Na última quinta-feira (29), cerca de 500 pessoas reuniram-se na Praça Pushkinskaia, no centro de Moscou, para pedir a liberdade de Serguêi Udaltsov. Detido no  primeiro protesto contra as eleições parlamentares do dia 4 de dezembro, Udaltsov foi condenado a 5 dias de prisão. Após uma greve de fome, entretanto, foi encaminhado ao hospital, depois do que foi condenado a mais 25 dias de prisão.

No centro da praça, o deputado Iliá Ponomariov (partido Rússia Justa), rodeado de jornalistas, proferiu um discurso pela liberdade do ativista, que é líder da organização Frente de Esquerda e já foi detido mais de 100 vezes em manifestações.

“Viemos ao protesto para apoiar a liberdade de Serguêi Udaltsov, para que parem de humilhá-lo”, disse à Gazeta Russa o estudante de direito Viatcheslav Tsener, 20 anos. “Não compartilhamos de suas ideias de esquerda, porém, defendemos os direitos humanos, porque não foi legal o modo como lidaram com ele e o atormentaram”, completa Tsener.

Silenciosa durante a maior parte do tempo, a multidão tentava escutar as palavras do deputado, mas por vezes irrompia em gritos de “liberdade a Udaltsov!”, “liberdade a [Mikhail] Khodorkóvski!”, “liberdade aos presos políticos!”. Era quando a polícia pedia, pelo megafone, que os cidadãos se acalmassem, declarando que a ação não era autorizada.

Serguêi Udaltsov Foto: Nikinoz1917

No dia do protesto, o Ministério do Interior divulgou nota em seu site pedindo aos russos que não comparecessem ao evento, que não foi autorizado pela prefeitura da capital.

“Aqui tem relativamente pouca gente, em primeiro lugar, porque o evento não foi autorizado, e nossa gente é muito obediente em relação às leis, porque sabe como tudo isso termina.
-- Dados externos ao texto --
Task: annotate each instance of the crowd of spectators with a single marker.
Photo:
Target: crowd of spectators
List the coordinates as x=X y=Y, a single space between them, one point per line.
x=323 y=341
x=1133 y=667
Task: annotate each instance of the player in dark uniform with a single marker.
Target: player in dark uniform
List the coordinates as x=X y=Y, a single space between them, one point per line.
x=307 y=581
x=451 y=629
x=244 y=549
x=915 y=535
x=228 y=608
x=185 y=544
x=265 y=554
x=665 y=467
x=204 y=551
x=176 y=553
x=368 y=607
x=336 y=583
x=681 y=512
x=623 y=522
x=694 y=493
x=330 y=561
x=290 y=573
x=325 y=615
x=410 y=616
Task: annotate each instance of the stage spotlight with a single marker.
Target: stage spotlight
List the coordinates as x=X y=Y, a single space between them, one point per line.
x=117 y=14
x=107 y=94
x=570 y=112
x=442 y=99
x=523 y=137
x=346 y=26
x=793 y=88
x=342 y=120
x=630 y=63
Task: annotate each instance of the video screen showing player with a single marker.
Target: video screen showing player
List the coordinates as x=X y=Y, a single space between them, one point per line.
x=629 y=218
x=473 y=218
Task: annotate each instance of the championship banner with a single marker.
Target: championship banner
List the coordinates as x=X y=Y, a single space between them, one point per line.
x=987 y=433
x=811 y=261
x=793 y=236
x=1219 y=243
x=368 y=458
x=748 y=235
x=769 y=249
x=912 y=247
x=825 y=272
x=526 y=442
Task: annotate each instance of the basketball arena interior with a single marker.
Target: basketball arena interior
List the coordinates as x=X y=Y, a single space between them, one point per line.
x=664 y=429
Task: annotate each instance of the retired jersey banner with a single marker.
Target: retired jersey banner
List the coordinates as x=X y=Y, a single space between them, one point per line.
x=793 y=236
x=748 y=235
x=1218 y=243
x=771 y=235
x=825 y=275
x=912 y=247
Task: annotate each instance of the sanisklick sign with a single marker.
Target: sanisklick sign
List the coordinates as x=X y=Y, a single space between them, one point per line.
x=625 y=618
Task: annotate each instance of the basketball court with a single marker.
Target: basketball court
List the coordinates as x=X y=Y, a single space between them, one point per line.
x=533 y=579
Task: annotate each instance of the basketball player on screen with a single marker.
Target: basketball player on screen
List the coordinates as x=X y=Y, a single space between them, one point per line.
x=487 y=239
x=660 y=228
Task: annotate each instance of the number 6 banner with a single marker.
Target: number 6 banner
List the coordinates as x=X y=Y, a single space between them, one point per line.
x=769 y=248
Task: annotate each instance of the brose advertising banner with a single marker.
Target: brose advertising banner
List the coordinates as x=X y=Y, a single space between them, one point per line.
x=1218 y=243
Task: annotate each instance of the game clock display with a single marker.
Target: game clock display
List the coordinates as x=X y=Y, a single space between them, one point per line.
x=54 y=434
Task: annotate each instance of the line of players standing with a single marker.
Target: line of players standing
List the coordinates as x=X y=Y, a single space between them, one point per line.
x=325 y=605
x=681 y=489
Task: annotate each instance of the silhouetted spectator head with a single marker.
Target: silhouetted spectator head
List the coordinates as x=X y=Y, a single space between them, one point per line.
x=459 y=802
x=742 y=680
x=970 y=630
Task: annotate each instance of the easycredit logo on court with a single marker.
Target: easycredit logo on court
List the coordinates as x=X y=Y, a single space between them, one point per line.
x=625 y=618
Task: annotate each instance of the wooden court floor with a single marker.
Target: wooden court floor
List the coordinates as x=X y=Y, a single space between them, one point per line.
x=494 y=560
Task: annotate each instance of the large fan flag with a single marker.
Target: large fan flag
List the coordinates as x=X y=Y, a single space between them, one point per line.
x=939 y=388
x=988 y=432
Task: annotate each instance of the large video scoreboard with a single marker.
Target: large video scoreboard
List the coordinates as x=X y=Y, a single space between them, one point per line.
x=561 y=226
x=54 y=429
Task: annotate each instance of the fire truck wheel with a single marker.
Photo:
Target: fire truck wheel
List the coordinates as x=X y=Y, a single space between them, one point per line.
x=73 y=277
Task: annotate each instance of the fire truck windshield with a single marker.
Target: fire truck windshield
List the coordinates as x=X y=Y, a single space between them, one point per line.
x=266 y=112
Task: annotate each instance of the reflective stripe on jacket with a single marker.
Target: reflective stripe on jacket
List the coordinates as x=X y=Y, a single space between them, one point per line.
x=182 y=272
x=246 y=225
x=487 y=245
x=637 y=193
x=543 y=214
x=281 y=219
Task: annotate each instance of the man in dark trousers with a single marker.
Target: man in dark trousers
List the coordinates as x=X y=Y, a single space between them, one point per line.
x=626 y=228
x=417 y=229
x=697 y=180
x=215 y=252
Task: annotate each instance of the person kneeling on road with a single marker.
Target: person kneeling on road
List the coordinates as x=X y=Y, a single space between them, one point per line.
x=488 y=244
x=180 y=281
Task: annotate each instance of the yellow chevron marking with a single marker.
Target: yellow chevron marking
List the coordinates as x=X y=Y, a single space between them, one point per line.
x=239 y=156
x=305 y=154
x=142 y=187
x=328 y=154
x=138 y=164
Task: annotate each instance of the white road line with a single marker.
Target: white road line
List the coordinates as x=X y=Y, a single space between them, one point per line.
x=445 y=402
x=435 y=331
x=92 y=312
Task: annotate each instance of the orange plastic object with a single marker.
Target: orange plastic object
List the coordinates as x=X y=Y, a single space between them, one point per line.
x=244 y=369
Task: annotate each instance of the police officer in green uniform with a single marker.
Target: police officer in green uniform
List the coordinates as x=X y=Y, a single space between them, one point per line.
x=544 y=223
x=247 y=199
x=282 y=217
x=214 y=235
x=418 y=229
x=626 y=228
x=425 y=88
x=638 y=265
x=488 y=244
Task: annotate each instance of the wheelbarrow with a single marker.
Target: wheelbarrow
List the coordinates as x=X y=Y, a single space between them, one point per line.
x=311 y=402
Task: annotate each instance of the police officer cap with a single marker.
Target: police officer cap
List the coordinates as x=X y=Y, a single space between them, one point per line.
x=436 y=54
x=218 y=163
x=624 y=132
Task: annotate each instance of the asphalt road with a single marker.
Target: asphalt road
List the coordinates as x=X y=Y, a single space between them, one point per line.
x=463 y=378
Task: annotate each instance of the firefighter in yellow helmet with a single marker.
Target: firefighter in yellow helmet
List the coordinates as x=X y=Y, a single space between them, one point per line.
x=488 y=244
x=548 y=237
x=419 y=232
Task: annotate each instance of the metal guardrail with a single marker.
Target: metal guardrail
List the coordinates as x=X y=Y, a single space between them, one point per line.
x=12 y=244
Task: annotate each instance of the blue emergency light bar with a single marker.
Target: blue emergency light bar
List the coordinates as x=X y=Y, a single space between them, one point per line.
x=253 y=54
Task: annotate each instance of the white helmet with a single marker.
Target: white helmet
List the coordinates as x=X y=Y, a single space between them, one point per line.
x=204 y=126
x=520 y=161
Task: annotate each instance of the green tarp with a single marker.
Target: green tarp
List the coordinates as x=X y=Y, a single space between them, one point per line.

Nem todo mundo está preparado para passar a noite na prisão”, disse a professora de direito aposentada Natália Beliaeva, 70.

“Como pessoa e como político eu apoio Udaltsov, e o apoio também como vítima da repressão policial que atinge os ativistas do nosso país, e não apenas ele. É só pegar qualquer um deles: todos já foram presos. Isso não deveria ser assim, ativista não é marginal”, arremata Beliaeva.